Suvanes, em seu “Tratado sobre a Espada Francesa”, fala do costume de se levar a uma igreja as armas do cavaleiro morto, para serem conservadas no tesouro do templo.

A espada de Santa Joana d’Arc encontra-se na igreja de Santa Catarina de Fierbois. A Santa guerreira considerava um verdadeiro dom celeste a espada que recebera.

Os cruzados que tinham combatido na Terra Santa, ou mesmo aqueles que apenas haviam pronunciado o voto de fazê-lo, eram enterrados com as pernas cruzadas, atitude em que podemos contemplá-los sobre os túmulos, nos claustros dos mosteiros.

O cavaleiro ansiava pelo momento em que pudesse abandonar os torneios e seguir para além-mar, para a Terra Santa. Só assim poderia adquirir a reputação de “batalhador”.

São Luís IX, em sua imensa piedade, não se cansava de dizer que preferia o cognome de “batalhador” ao de “devoto”.

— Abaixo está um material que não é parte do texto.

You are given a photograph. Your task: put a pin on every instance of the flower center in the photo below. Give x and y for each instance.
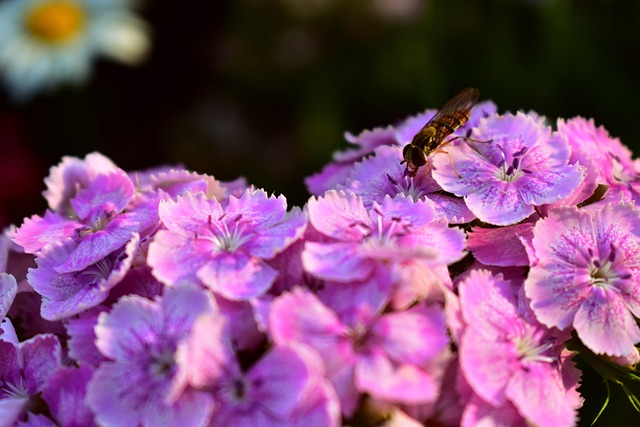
(530, 348)
(55, 21)
(511, 171)
(228, 238)
(601, 270)
(95, 273)
(406, 186)
(162, 364)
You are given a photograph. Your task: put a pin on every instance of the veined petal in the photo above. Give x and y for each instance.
(339, 215)
(605, 325)
(237, 276)
(338, 262)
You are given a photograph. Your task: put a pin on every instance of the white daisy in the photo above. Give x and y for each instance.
(44, 43)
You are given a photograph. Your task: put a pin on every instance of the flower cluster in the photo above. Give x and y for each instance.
(166, 297)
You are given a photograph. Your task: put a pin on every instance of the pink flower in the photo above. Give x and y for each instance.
(520, 166)
(391, 357)
(226, 249)
(399, 233)
(139, 385)
(507, 358)
(585, 275)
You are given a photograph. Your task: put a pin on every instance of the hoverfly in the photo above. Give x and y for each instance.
(431, 137)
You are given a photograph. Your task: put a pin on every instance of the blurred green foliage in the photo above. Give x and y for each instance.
(266, 88)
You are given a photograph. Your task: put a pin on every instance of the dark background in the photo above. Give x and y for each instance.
(266, 88)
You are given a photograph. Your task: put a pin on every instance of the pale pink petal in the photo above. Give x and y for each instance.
(499, 246)
(338, 215)
(237, 276)
(8, 290)
(284, 377)
(479, 413)
(189, 213)
(175, 258)
(65, 393)
(10, 410)
(37, 232)
(383, 379)
(41, 356)
(337, 262)
(605, 325)
(539, 395)
(122, 332)
(414, 336)
(487, 364)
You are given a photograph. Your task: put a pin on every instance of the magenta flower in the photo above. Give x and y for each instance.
(8, 291)
(585, 274)
(609, 161)
(71, 176)
(65, 393)
(380, 175)
(523, 166)
(338, 171)
(285, 387)
(100, 223)
(500, 246)
(139, 384)
(225, 249)
(25, 369)
(391, 357)
(506, 357)
(82, 338)
(399, 233)
(66, 294)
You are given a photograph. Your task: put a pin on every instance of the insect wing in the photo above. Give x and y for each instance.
(453, 114)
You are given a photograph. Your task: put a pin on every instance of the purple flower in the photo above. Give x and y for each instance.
(100, 223)
(71, 176)
(585, 274)
(608, 160)
(285, 387)
(391, 357)
(66, 294)
(380, 175)
(82, 338)
(338, 171)
(506, 357)
(402, 234)
(499, 246)
(65, 396)
(225, 249)
(139, 384)
(25, 369)
(8, 291)
(522, 165)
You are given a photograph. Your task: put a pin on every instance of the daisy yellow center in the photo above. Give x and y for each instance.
(55, 21)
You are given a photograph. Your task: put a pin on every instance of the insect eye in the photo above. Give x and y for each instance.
(417, 157)
(406, 152)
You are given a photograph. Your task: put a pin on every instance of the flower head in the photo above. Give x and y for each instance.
(389, 356)
(44, 43)
(381, 174)
(585, 274)
(519, 165)
(399, 233)
(139, 384)
(506, 358)
(225, 249)
(24, 372)
(102, 222)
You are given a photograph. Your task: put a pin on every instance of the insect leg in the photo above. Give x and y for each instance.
(450, 161)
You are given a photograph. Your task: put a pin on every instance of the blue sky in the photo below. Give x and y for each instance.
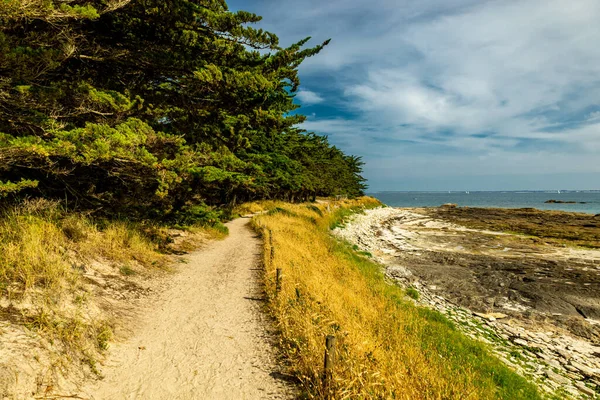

Preguiça e avareza aparecem aos olhos do cavaleiro como inimigos mortais. Por isso, não bastava conquistar um prêmio num torneio ou uma batalha vitoriosa. Ao voltar para casa, ele deveria mostrar-se benevolente para com todos, amável, polido, dar esmolas aos pobres, distribuir suas velhas túnicas aos menestréis.

À valentia, generosidade e cortesia devia juntar-se a modéstia.


Sentimentos religiosos dos cavaleiros


Ir à missa todas as manhãs, sem distinção entre Domingo e dias da semana, era obrigação à qual os cavaleiros se submetiam em consciência.

Durante a leitura do Evangelho, tiravam a espada da bainha e a sustentavam na mão até o fim da leitura, indicando com isto a sua vontade de defender em todas as circunstâncias a Igreja e a Fé.

A oração que parece ter sido a mais divulgada nos séculos XIII a XVI é a seguinte, que se encontra em grande número de livros de horas:

“Alcançai-me o dom desta Graça Divina, que será a protetora e a mestra dos meus cinco sentidos, que me fará cumprir as sete obras de misericórdia, crer nos doze artigos da Fé e praticar os dez mandamentos da Lei, e que enfim me livrará dos sete pecados capitais até o último dia da minha vida”.

Eram orações tradicionais, que nem todos os cavaleiros podiam estar repetindo, se não as decoravam.

Um dos mais renomados cavaleiros franceses era Étienne Vignolles, chamado La Hire, o ativo colaborador de Santa Joana d’Arc. Com o bravo Dunois, ele ia tentar fazer levantar o cerco de Montargis, assaltada pelos ingleses.

Aproxima-se do campo inimigo e suplica a um capelão, tendo em vista os perigos que vai enfrentar, que lhe seja dada a absolvição dos pecados que ele possa ter cometido.

O padre lhe pede que se confesse. Impossível, pela urgência, pois o ataque é iminente. A absolvição pedida é dada, sob a condição de La Hire dizer a Deus uma oração.

Ele junta devotadamente as mãos, e diz em gascão: “Deus, eu te suplico que faças hoje por La Hire o mesmo que Tu gostaríeis que La Hire fizesse por Ti, se ele fosse Deus e Tu fosses La Hire”. E ele estava certo de ter rezado muito bem a Deus.